Inspiring travelers to fall in love with the world
The work
BBC’s food stories are in-depth narratives, trend-based news features, and recipe stories (recipes with accompanying histories and backstories that are tied to local culture).

Storytelling
Below is an excerpt from my story for BBC Travel about the Valtellina valley in Northern Italy.
In the Valtellina valley, buckwheat cultivation – along with its signature pasta dish – is a centuries-old tradition. However, what’s considered the “real” recipe is up for debate.
Chiara Lanzarotti remembers when “everyone was a farmer” in the small town of Teglio.
“It’s still like a postcard,” Lanzarotti said, pointing her cane to the south side of Italy’s Valtellina valley, surrounded by the Orobie Alps, which are snow-speckled, even in mid-July.

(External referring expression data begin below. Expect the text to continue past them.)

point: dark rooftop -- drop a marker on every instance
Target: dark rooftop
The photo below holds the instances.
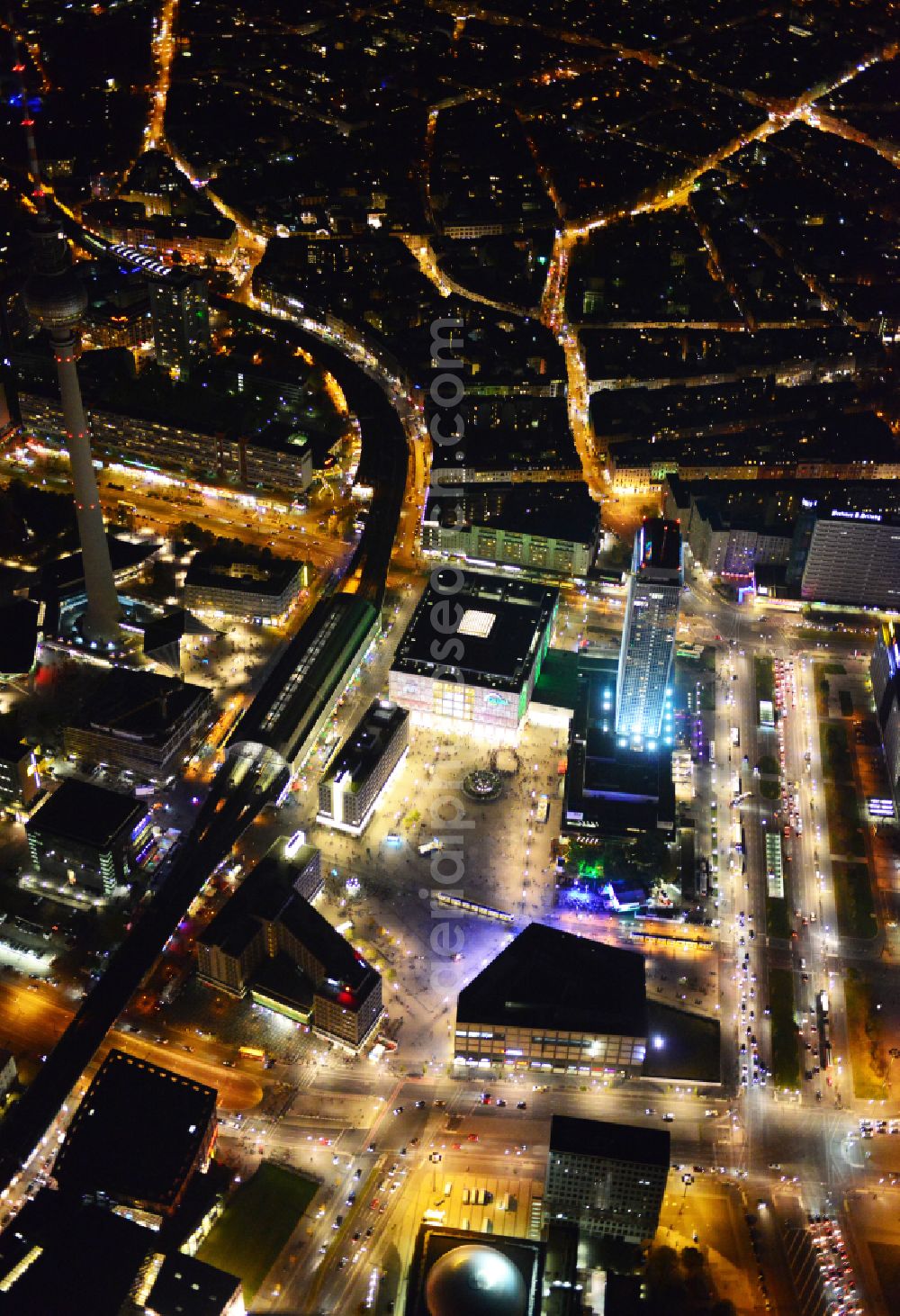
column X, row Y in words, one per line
column 307, row 674
column 661, row 545
column 682, row 1047
column 500, row 624
column 19, row 631
column 87, row 1258
column 87, row 814
column 188, row 1287
column 616, row 1141
column 546, row 978
column 366, row 743
column 168, row 1113
column 550, row 509
column 66, row 575
column 611, row 789
column 141, row 706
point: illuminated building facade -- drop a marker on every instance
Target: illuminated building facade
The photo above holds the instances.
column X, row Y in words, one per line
column 270, row 942
column 644, row 687
column 20, row 783
column 258, row 462
column 361, row 768
column 540, row 526
column 88, row 837
column 854, row 558
column 179, row 310
column 254, row 590
column 886, row 687
column 555, row 1003
column 141, row 721
column 608, row 1178
column 472, row 652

Lanzarotti’s maternal ancestors, the Tusetti’s, settled in Teglio on Valtellina’s north side – 16km south of the Italian-Swiss border in Lombardy and 900m above sea level – in the 1600s, and cultivated buckwheat, a traditional food staple for farmers tending their terraced mountain crops. Flour ground from the plant’s triangular seeds, grano saraceno in Italian, or furmentùn in Valtellina’s dialect, was central to a hearty tagliatelle-style pasta dish called pizzoccheri, which was topped with vegetables like cabbage and potatoes, as well as cheese and butter, which fuelled them from dawn to dusk.
While it’s hard to know when the dish was first made, in the 1799 book Die Republik Graubündent (The Republic of Graubünden), German historian Heinrich L Lehmann wrote about a “perzockel” dough made from buckwheat flour and egg, which was cooked in water and served with butter and grated cheese. Lehmann noted that farmers living in small homes would also use this same dough to make a simpler, gnocchi dish as they didn’t always have the luxury of time or space to roll and cut the dough into flat tagliatelle noodles.